The 1DX MK2 however only appears to see a no significant improvement once we get to about ISO 3200 (1.7 EV improvement). I suppose you could argue that the 0.3EV improvement from 800 to 3200 isn't much.
With the 6D MK2 you can clearly see that using higher ISO's are very beneficial (interestingly you can also easily see where the analogue gain is used and where the digital gain is used).
I also believe the preceding chart illustrates that the only camera of the ones I picked only the Pentax conforms to Tony Northrup's ideas (I must confess I didn't watch the video I just read the summary provided). Clearly if we look at something like the 6D2 the ISO setting (at least the full stops) has a big difference and works as you would expect although increasing ISO by one stop only gives you about 0.8EV extra sensitivity.
The quote by Jrista provided by AlanF is 100% correct.
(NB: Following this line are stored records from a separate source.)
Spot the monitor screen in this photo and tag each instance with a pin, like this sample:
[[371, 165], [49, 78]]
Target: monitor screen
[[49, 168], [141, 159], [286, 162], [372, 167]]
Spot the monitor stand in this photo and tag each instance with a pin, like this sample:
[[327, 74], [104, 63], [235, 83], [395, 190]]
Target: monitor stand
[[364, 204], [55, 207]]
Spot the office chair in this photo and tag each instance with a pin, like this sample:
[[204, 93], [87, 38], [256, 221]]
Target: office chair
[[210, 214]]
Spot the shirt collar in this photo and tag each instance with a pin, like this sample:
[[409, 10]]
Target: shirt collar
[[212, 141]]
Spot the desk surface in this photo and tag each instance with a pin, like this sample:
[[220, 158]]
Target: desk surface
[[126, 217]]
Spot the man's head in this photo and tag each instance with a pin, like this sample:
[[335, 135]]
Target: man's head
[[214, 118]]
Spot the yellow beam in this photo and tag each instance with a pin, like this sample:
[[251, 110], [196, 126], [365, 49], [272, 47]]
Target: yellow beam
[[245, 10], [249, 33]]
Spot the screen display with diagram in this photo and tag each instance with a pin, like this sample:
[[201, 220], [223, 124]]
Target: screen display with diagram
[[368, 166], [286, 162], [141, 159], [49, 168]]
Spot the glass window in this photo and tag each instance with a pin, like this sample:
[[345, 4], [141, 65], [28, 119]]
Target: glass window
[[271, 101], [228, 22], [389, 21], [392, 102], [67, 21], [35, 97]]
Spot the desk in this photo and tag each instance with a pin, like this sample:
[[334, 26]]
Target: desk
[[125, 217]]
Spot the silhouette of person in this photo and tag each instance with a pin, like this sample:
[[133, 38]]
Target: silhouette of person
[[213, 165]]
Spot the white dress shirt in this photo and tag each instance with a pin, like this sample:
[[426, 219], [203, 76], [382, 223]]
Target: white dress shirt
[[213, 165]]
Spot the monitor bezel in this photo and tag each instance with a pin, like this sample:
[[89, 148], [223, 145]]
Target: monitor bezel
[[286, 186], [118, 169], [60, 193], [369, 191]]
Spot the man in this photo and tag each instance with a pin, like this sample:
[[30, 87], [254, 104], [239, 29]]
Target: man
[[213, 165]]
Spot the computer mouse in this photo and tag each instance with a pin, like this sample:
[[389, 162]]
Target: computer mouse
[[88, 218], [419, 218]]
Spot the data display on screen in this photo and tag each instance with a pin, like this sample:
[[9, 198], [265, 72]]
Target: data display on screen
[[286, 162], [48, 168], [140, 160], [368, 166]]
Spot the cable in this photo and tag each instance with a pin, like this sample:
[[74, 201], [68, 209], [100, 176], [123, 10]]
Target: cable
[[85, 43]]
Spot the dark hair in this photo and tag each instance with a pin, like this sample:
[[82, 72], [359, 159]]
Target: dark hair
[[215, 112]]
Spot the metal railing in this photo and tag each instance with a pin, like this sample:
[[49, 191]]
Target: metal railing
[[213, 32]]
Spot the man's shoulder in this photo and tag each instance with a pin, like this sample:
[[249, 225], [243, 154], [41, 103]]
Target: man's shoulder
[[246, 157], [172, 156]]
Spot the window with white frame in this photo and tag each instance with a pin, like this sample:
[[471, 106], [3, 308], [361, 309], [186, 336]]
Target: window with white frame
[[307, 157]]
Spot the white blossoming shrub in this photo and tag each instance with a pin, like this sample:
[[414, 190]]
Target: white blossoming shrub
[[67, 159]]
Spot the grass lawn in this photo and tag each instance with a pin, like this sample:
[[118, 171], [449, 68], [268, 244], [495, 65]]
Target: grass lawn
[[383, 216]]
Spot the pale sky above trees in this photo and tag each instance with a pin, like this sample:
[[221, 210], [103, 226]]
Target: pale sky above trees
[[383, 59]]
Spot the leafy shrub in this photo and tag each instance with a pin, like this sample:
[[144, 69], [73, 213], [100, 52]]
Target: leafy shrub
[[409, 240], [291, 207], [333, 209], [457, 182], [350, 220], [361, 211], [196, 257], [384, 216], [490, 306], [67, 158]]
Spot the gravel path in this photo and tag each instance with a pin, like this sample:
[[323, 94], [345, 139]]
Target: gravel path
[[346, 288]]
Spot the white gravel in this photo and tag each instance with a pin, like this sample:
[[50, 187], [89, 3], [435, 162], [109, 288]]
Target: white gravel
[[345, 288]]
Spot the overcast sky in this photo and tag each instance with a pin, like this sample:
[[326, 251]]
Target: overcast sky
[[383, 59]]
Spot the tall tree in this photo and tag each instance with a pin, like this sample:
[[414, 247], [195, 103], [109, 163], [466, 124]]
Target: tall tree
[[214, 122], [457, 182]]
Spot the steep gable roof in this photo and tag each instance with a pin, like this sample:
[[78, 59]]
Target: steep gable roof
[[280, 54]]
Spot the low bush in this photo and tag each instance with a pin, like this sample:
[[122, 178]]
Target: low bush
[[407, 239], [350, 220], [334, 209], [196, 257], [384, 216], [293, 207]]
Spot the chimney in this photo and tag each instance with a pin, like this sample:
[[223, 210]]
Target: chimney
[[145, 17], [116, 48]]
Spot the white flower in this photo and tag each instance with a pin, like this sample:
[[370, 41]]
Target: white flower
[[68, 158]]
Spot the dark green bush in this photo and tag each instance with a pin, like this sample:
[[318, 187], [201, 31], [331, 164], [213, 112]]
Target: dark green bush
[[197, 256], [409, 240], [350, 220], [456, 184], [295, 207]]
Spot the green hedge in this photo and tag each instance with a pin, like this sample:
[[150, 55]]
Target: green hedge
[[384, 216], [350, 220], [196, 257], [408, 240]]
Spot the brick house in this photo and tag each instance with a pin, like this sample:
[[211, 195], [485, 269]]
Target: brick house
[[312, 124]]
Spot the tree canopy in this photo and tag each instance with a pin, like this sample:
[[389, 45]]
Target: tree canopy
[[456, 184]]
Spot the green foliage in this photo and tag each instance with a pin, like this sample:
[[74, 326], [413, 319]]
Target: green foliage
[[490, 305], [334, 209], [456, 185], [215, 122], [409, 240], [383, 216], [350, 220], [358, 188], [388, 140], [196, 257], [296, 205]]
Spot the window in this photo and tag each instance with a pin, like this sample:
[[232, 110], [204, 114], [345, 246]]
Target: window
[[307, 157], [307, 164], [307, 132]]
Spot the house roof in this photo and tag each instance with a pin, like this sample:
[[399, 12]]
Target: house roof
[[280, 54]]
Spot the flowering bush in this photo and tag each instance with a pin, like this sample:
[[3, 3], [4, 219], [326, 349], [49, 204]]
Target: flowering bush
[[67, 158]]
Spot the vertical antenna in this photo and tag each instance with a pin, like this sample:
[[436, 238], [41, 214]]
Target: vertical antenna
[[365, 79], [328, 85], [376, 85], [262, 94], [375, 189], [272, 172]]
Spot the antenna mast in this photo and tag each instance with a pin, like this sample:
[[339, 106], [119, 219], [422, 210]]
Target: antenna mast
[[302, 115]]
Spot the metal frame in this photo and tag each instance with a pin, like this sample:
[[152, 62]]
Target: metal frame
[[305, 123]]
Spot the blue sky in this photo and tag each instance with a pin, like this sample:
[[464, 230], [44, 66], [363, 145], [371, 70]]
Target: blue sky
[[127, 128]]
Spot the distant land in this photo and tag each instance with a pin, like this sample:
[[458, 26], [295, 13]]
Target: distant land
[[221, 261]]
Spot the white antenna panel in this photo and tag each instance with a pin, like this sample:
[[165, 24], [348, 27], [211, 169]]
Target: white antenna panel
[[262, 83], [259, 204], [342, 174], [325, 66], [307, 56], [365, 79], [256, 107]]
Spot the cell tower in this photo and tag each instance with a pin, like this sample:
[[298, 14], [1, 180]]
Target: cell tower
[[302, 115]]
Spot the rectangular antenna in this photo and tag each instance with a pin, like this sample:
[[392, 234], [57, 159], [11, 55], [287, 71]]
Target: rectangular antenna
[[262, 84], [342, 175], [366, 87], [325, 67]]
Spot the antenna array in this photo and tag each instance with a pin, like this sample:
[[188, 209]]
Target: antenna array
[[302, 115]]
I just thought I could expand a bit on what increasing the ISO in camera actually does. As mentioned the signal coming off the sensor is an analogue signal so it needs to be read by an analogue to digital converter (ADC) which quantizes the signal (converts an analogue voltage into a digital number between 0 and 2^14 for a 14-bit ADC). This process introduces noise. If we then amplify the signal after this (raise in post or digital ISO) we also increase the magnitude of the noise thus we don't get as much improvement as we expected. One way around this is to amplify the signal before the ADC reads it, this reduces the headroom but normally improves the signal to noise ratio so as long as you are not clipping highlights it should be an improvement.
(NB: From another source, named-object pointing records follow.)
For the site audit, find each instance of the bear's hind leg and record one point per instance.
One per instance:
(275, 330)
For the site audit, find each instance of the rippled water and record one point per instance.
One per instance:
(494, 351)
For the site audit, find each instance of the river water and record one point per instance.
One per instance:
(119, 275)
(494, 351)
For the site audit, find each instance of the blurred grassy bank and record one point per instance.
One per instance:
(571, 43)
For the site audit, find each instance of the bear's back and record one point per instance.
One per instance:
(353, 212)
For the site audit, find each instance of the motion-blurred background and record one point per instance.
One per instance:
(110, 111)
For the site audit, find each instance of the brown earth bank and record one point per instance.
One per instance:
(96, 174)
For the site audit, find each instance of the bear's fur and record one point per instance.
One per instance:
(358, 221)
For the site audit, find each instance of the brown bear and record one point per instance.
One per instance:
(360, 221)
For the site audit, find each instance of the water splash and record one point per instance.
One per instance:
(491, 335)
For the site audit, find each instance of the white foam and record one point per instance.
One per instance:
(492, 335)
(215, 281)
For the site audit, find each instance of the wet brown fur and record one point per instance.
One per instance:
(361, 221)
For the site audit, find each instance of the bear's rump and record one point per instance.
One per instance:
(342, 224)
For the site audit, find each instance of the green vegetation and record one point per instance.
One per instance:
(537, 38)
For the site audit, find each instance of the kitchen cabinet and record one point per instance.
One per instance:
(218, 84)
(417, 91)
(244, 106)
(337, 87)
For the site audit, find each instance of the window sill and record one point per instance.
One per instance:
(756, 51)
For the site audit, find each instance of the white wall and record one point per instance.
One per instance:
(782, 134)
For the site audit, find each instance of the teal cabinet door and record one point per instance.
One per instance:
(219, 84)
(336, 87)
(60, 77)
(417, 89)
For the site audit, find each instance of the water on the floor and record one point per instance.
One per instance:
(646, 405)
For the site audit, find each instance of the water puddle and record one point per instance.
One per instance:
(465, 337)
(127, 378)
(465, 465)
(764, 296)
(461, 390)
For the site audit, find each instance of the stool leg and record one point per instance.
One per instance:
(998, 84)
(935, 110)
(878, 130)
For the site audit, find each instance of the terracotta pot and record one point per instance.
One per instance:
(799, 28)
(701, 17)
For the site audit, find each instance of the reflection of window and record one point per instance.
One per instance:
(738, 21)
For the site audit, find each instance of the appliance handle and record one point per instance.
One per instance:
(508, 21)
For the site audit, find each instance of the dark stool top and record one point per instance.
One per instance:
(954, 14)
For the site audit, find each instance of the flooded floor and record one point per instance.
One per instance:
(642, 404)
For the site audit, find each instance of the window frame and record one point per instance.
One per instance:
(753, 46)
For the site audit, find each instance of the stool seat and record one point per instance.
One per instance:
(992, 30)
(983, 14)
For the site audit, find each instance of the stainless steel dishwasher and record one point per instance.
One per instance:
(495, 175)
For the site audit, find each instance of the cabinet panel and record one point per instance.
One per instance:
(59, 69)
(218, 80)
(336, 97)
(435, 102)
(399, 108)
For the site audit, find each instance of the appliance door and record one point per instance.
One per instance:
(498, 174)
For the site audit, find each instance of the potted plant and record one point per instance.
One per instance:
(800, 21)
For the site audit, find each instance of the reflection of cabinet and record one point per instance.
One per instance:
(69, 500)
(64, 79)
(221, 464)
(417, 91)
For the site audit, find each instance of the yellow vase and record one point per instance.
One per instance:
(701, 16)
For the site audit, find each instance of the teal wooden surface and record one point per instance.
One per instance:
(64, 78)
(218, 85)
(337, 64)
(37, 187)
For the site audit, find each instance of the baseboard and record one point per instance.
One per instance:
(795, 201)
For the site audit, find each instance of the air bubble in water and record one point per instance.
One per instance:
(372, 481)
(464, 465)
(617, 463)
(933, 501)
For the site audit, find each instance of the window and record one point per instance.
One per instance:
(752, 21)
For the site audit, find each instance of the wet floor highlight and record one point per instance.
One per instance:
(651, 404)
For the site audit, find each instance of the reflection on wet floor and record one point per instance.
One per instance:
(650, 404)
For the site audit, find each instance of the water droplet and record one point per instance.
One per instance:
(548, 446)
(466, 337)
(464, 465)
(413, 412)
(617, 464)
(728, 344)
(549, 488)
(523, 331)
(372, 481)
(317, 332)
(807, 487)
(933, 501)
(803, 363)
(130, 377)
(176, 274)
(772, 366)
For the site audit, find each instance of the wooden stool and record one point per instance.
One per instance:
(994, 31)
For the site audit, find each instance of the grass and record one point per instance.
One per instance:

If the noise introduced by the ADC is negligible and the ADC has sufficient bit depth we can theoretically do all amplification digitally without any adverse effects, this would be a perfect ISO-in-variant sensor. The introduction of the low noise on sensor ADC's has definitely reduced the need for pre-amplification or perhaps eliminated it completely with certain cameras. I suspect the Pentax K-1 either has such good ADC's that it doesn't benefit from them or it doesn't actually have them (I think the latter is more likely since that would explain why the 1DX MK2 has better dynamic range at ISO's over 800).